It’s a fairly good idea for Dfinity products, like the proposals in this case, to wholly be on chain. That way, shortcomings and limitations in the capability of the chain to be flagged much earlier by Dfinity engineers working on Dfinity owned products. As opposed to third party devs discovering them while working on their own product and reporting and working with the core Dfinity engineers to alleviate and find solutions to these problems.

The reason is that these Dfinity engineers are more closely situated (both physically and influentially) to the core protocol Dfinity engineers to prioritize these capabilities, especially ones related to scalability and developer experience as they encounter them and help prioritize them on the roadmap.

I believe the term used for this is “dogfooding”. Unless this happens, the internal teams won’t truly appreciate the frustrations that third party developers run into while using and interacting with the IC and its ecosystem of tools and APIs.

The above is meant with the utmost respect and from someone who only wishes for the IC to suceed. :slight_smile:

Thanks for the feedback.
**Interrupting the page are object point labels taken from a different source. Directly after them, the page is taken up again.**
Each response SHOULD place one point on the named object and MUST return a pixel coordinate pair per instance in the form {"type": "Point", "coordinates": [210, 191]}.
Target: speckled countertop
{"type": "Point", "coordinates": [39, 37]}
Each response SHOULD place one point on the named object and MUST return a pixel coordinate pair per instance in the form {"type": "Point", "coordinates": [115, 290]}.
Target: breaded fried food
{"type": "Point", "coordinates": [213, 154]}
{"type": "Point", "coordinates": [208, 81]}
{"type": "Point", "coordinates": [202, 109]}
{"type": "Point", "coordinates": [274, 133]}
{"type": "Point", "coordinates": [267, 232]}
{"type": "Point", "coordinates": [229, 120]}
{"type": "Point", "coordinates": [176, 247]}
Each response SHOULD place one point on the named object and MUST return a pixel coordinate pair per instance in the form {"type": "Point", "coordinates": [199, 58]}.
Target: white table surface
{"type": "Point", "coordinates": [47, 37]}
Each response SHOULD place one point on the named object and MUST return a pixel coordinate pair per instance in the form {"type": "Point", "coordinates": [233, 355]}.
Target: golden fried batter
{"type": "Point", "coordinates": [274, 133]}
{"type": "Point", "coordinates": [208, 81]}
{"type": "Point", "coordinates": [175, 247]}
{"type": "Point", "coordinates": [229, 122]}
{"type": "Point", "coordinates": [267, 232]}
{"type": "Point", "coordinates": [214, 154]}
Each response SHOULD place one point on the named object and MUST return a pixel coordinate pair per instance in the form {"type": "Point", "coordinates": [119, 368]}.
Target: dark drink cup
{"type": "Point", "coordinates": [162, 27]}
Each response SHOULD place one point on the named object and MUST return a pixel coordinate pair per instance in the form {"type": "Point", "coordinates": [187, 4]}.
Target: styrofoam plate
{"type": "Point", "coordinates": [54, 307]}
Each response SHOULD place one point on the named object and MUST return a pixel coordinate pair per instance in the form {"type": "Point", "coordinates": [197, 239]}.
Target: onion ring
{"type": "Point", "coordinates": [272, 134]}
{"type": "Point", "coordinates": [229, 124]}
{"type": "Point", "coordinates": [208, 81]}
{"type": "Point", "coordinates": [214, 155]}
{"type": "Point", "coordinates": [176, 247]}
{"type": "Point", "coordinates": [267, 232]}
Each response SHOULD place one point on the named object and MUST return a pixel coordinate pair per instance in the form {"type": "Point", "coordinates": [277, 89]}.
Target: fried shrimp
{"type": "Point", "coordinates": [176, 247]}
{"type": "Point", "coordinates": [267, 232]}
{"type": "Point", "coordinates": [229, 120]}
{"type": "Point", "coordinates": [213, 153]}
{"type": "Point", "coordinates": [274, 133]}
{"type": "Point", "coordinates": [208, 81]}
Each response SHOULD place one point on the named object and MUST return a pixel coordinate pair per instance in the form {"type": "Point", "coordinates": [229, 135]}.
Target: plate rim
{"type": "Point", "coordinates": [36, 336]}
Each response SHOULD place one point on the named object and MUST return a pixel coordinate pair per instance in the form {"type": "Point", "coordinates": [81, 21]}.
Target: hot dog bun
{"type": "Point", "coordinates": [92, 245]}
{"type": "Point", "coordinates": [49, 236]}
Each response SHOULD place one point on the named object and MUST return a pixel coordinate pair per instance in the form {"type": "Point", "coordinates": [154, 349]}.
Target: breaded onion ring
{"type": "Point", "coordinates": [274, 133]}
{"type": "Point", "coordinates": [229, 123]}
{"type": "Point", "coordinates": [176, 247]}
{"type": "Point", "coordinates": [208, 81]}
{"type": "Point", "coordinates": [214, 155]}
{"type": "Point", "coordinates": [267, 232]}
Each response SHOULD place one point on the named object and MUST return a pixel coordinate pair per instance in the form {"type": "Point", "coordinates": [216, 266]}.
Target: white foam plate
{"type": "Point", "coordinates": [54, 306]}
Just to make sure I understand: are you suggesting that most things should be on chain because then the DFINITY engineers “dogfood” it more?

I am not sure I fully understand why “dogfooding” and “on-chain” are directly related: we can also “dogfood” use cases that require off-chain interaction or build things on-chain but never use them.

But I overall agree that it is a good idea if we can also try out our product.
I also agree that it can be a good idea to keep information on chain. I would maybe emphasise other reasons for this, such as the possibility to then have a verified history of the proposals on-chain that can be easily accessible.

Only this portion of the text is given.